Drie is te veel (2)
Hoewel het onderwerp totaal verschillend is blijft de strekking van onderstaand blog dezelfde als het vorige over de opvliegende Grutto’s. Op Bevrijdingsdag zat ik samen met Jan K. op een afsluitboom aan de ingang van het Wijnjeterper schar. De Oranjetipjes vlogen ons bijna om de oren, maar even stilzitten voor de foto was er niet bij. Ik zei nog tegen Jan: ” Laat maar vliegen, pas als ze een vrouwtje zien zitten ze stil”. We hebben ons gesprek na enige tijd beëindigd en ik ben een eindje het gebied in gelopen.
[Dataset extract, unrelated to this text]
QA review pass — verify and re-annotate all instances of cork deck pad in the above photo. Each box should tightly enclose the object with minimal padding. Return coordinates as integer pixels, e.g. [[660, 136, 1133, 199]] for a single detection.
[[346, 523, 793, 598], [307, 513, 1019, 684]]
Jawel hoor ……….., daar hingen ineens twee parende Oranjetipjes aan een Pinksterbloem. Dat is de waardbloem van deze vlinders, het vrouwtje hoefde na afloop niet ver meer om de eieren af te zetten.

parende Orantjetipjes
Dan blijven ze wel hangen, ik kon ze van beide kanten goed bekijken. In dit geval is het mannetje de bovenste, het oranje van de punten van zijn bovenvleugels schijnt nog door. Het vrouwtje heeft die oranje tip niet op de vleugels. Als je die ziet vliegen denk je al gauw aan een witje. Beide hebben ze wel die prachtige, gemarmerde, tekening op de onderkant van de vleugels.

parende Oranjetipjes
Ook hier kwam een nummer drie langs om eens te kijken of hij ook nog wat kon doen.

Oranjetipje
Hoe ze het doen weet ik niet, maar ook deze indringer werd weg gebonjourd, actie zogezegd.

Oranjetipje
Het stel bleef alleen achter. Het verschil met de eerste foto is dat het mannetje nu z’n ondervleugel een beetje naar beneden schoof. Daardoor liet hij iets van z’n oranje tip zien. Misschien bedoeld als waarschuwing.

Oranjetipje
Het was me nog nooit eerder gelukt drie Oranjetipjes gelijktijdig op de foto te zetten. Maar ook hier bleek dat de derde voor het stel te veel was.
Acrobatische hobbyisten
Momenteel haalt men elders in de wereld ook acrobatische toeren uit: aan de rekstok, in de ringen en noem maar op. Dat zijn hoofdzakelijk profs, helemaal gefocust op hun sport. Niet te vergelijken met de onderstaande halsbrekende toeren. Dit is een stel Kleine rode weekschildkevers (Rhagonycha fulva). Zodra het iets warmer wordt tref je ze bijna niet meer alleen aan. Dan zijn ze voortdurend met z’n tweeën, altijd in de paarstand verkerend. Het lijkt wel een hobby van deze soort.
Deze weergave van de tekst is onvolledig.